日本刀の五ヶ伝 ~備前伝~

日本刀の世界には『五ヶ伝』と呼ばれる、名工や刀工集団を輩出した五つの主な生産地の伝法があります。

大和伝』『山城伝』『備前伝』『相州伝』『美濃伝』の五つを指し、江戸期以降に『五ヶ伝』と称されるようになりました。その姿や地鉄、刃文などに特色があり、日本刀を鑑賞する際の一助となります。今回は『備前伝』を簡単に紹介します。


『備前伝』

平安後期以降に備前国で発生した名工や刀工集団による伝法。

平安後期から鎌倉初期の古備前、鎌倉初期から南北朝初期の一文字派、鎌倉中期から室町末期の長船派などを要する日本刀を代表する伝法で、日本刀の華とも称されるほど華美なのが特徴。

『備前伝』の日本刀の特徴として、腰反りと呼ばれる茎のすぐ上から反りが始まっている姿が有名。
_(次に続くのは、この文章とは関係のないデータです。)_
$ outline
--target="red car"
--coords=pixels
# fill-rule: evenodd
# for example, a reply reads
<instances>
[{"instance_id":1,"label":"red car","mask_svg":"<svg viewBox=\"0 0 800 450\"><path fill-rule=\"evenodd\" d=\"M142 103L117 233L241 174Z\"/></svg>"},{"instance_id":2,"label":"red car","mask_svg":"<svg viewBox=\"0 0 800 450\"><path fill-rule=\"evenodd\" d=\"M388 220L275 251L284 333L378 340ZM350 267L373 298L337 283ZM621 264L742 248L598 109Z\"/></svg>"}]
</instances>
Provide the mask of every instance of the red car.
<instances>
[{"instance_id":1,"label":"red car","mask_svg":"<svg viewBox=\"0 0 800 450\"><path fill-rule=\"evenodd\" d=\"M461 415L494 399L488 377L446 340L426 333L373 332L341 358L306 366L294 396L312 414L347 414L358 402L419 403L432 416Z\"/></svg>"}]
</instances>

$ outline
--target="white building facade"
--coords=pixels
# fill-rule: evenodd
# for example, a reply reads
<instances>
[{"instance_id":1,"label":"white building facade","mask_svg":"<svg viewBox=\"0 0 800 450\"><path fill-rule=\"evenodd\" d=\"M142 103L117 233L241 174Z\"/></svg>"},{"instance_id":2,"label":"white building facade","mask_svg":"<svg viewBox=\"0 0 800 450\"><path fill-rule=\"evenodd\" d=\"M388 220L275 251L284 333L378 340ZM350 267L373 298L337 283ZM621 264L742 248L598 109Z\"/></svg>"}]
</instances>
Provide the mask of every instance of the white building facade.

約四千人以上いるともいわれ、多くの刀工を抱える『備前伝』の場合、時代や流派によって様々な特徴があり、他伝と比べると一概にこれといった特徴がいえない。

刃文で言えば、古備前は直刃調か小丁子、小乱れなど。一文字派は丁子乱れや互の目乱れなど。長船鍛冶の長光は前期が丁子乱れ、後期が直刃調に小乱れ。備前の場合、時代の変遷に沿って作風が大きく変わります。

その代表的なものとしては南北朝期にみられる「相伝備前」が挙げられる。鎌倉末期から『相州伝』が流行していたため、流行の『相州伝』を自分たちの伝法に取り入れて出来たのが「相伝備前」と呼ばれる。
平安後期から室町末期に、吉井川の洪水で壊滅するまで日本刀の一大産地であった備前を代表する伝法である『備前伝』は、かなり奥の深い伝法である。